To solve this problem, we can use a special bucket called filter. You specify a filter, and when documents match the filter’s criteria, they are added to the bucket.

Here is the resulting query:

GET /cars/transactions/_search?search_type=count

{

"query":{

"match": {

"make": "ford"

}

},

"aggs":{

"recent_sales": {

"filter": { 1

"range": {

"sold": {

"from": "now-1M"

}

}

},

"aggs": {

"average_price":{

"avg": {

"field": "price" 2

}

}

}

}

}

}

1

Using the filter bucket to apply a filter in addition to the query scope.

2

This avg metric will therefore average only docs that are both ford and sold in the last month.

Since the filter bucket operates like any other bucket, you are free to nest other buckets and metrics inside. All nested components will “inherit” the filter. This allows you to filter selective portions of the aggregation as required.

Post Filter

So far, we have a way to filter both the search results and aggregations (a filtered query), as well as filtering individual portions of the aggregation (filter bucket).

You may be thinking to yourself, “hmm…is there a way to filter just the search results but not the aggregation?” The answer is to use a post_filter.

This is a top-level search-request element that accepts a filter. The filter is applied after the query has executed (hence the post moniker: it runs post query execution). Because it operates after the query has executed, it does not affect the query scope—and thus does not affect the aggregations either.

We can use this behavior to apply additional filters to our search criteria that don’t affect things like categorical facets in your UI. Let’s design another search page for our car dealer. This page will allow the user to search for a car and filter by color. Color choices are populated via an aggregation:

GET /cars/transactions/_search?search_type=count

{

"query": {

"match": {

"make": "ford"

}

},

"post_filter": { 1

"term" : {

"color" : "green"

}

},

"aggs" : {

"all_colors": {

"terms" : { "field" : "color" }

}

}

}

1

The post_filter element is a top-level element and filters just the search hits.

The query portion is finding all ford cars. We are then building a list of colors with a terms aggregation. Because aggregations operate in the query scope, the list of colors will correspond with the colors that Ford cars are painted.

Finally, the post_filter will filter the search results to show only green ford cars. This happens after the query is executed, so the aggregations are unaffected.

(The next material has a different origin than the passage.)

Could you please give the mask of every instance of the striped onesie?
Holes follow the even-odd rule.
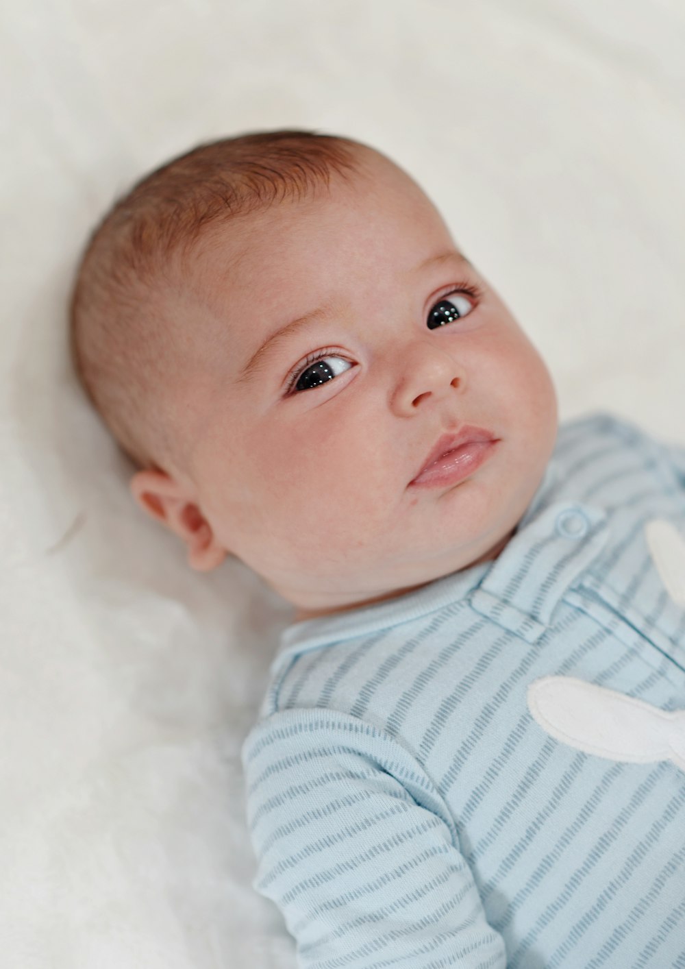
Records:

This is often important for coherent UIs. Imagine that a user clicks a category in your UI (for example, green). The expectation is that the search results are filtered, but not the UI options. If you applied a filtered query, the UI would instantly transform to show only green as an option—not what the user wants!

PERFORMANCE CONSIDERATION

Use a post_filter only if you need to differentially filter search results and aggregations. Sometimes people will use post_filter for regular searches.

Don’t do this! The nature of the post_filter means it runs after the query, so any performance benefit of filtering (such as caches) is lost completely.

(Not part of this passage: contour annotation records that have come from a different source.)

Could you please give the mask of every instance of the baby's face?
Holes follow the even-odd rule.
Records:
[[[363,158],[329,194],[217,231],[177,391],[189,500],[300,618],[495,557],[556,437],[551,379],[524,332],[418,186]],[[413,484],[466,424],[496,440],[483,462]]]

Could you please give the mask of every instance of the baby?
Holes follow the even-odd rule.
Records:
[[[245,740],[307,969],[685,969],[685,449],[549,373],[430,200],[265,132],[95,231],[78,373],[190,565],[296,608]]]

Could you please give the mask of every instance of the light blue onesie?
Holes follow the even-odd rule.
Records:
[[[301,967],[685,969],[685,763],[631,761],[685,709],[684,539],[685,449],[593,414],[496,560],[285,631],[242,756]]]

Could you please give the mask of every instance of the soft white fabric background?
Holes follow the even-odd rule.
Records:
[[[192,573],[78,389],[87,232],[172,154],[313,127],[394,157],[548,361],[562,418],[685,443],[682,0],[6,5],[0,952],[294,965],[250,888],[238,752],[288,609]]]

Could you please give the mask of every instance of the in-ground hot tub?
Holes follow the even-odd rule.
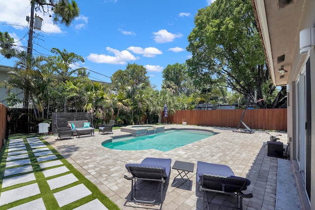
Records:
[[[164,133],[164,125],[137,125],[122,127],[120,130],[131,133],[132,136],[141,136],[155,133]]]

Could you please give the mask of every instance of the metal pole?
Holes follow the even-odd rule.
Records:
[[[35,1],[31,1],[31,21],[30,22],[30,32],[29,32],[29,41],[28,42],[28,56],[31,57],[33,51],[33,26],[34,25],[34,10]]]

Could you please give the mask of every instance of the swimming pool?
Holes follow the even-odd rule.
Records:
[[[170,130],[153,135],[113,139],[111,142],[102,143],[102,145],[114,150],[136,150],[153,149],[167,151],[215,134],[199,130]]]

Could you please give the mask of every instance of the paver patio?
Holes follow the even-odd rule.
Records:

The post_filter should be used only in combination with aggregations, and only when you need differential filtering.

Recap

Choosing the appropriate type of filtering—search hits, aggregations, or both—often boils down to how you want your user interface to behave. Choose the appropriate filter (or combinations) depending on how you want to display results to your user.

§ A filtered query affects both search results and aggregations.

§ A filter bucket affects just aggregations.

§ A post_filter affects just search results.